This remains my most fundamental reason for preferring manylinux2014 over perennial manylinux.
Notwithstanding @njs’s comments that “we actually have an implementation defined standard” right now, what we do have right now, and in manylinux2014 we will continue to have, is a documented set of rules stating what it means to conform to the relevant spec. I don’t buy the argument that “if auditwheel says one thing and the PEP says another, the PEP is wrong”. The reality is that it’s OK for the PEP to need updating, and it’s OK for the updates to not get done in a timely manner - people are human - but you don’t need to read the code of auditwheel to know what the standard is. If you write something that satisfies the standard, and auditwheel rejects it, you can raise the issue and have a debate about whether the standard needs updating, but you can reasonably start from the presumption that the standard is what you work to.
The perennial manylinux spec abandons that and says that you must use auditwheel. And that auditwheel’s word is final - even if you don’t understand why auditwheel says what it does. That is, to me, fundamentally the definition of “implementation defined behaviour”.
I see the practical benefits of not needing a new PEP and an installer change each time we want an updated baseline. And I can see that for people doing the actual grunt work of building wheels, all of this may be irrelevant in practice. But I think there is value in having standards that an outsider (like myself!) can point to and say, “I don’t understand the details here, but I can see that this is a cleanly defined and implementable definition of what’s required”.

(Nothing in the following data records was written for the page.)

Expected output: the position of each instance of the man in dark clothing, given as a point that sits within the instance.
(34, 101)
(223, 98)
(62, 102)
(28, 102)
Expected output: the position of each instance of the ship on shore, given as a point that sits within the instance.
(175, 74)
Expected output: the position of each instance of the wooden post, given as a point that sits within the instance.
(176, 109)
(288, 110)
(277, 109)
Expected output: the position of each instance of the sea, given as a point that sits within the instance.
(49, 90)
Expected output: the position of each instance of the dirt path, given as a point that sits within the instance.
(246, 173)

So right now, I feel the onus is strongly on the supporters of perennial manylinux to address the concern about “implementation defined behaviour”, not by saying that it doesn’t matter, but by providing a definition of the behaviour that’s external to the implementation. If the PEP process is too onerous, then that definition can be in a spec that is managed and change controlled by a different process, but it should be available somewhere. (At the end of the day, I’m surprised if anyone thinks that a piece of code as complicated as auditwheel should be managed without a written spec - all I’m asking is that if the spec will no longer be managed via PEPs, what is the proposal for managing it in future?)

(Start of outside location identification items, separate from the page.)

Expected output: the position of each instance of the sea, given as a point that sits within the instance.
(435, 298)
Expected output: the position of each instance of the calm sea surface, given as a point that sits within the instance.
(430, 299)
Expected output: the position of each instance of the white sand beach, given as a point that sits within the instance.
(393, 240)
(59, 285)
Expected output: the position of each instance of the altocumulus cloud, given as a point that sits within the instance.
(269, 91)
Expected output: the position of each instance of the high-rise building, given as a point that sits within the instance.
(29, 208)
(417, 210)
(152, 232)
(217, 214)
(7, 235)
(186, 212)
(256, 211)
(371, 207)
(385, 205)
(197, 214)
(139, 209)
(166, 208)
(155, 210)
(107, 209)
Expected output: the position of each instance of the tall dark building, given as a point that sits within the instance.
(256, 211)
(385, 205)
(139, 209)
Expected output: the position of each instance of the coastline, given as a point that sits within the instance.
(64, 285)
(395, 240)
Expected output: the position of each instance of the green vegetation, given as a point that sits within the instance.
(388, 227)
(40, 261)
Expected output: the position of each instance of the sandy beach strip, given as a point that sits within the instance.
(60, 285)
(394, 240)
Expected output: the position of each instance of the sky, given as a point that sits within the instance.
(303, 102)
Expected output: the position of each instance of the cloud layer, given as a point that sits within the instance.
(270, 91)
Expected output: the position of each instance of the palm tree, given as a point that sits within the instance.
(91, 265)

I don’t actually see any other discussion happening here. The two proposals have been put out there, and there’s mostly silence. So I’m inclined to say that there’s no consensus to be reached here, we’re just looking at a straight choice between two proposals, and it’s ultimately going to be down to me to make that choice. So let’s hear the arguments, and when they die down I’ll take that as a signal that everyone’s ready for a final decision to be made.

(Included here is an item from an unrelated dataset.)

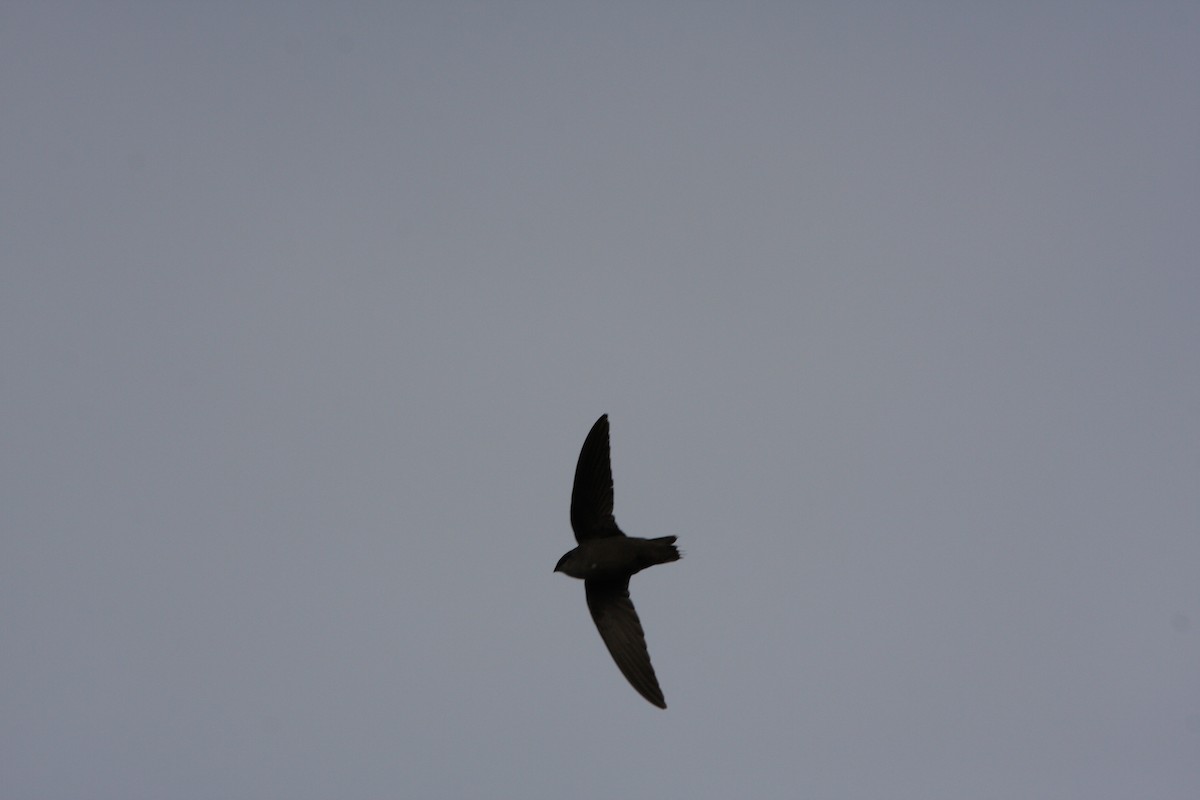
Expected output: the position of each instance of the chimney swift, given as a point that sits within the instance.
(607, 558)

(However, if there’s any significant work going on “behind the scenes” that means there is need for further discussion and a realistic chance of a merged compromise proposal, then someone speak up. I’m not trying to shut down discussion here, merely avoid an extended “so what do we do next?” period).
And as background for me, if someone could point me at some instructions on how I, as a package developer working mostly on Windows, would take a package of mine and build manylinux binaries for it, that would be really helpful. I’m aware that I’m coming from this with knowledge that’s mostly focused on the “packaging tool” perspective, and I’d like to balance that with some “project maintainer” understanding. Thanks.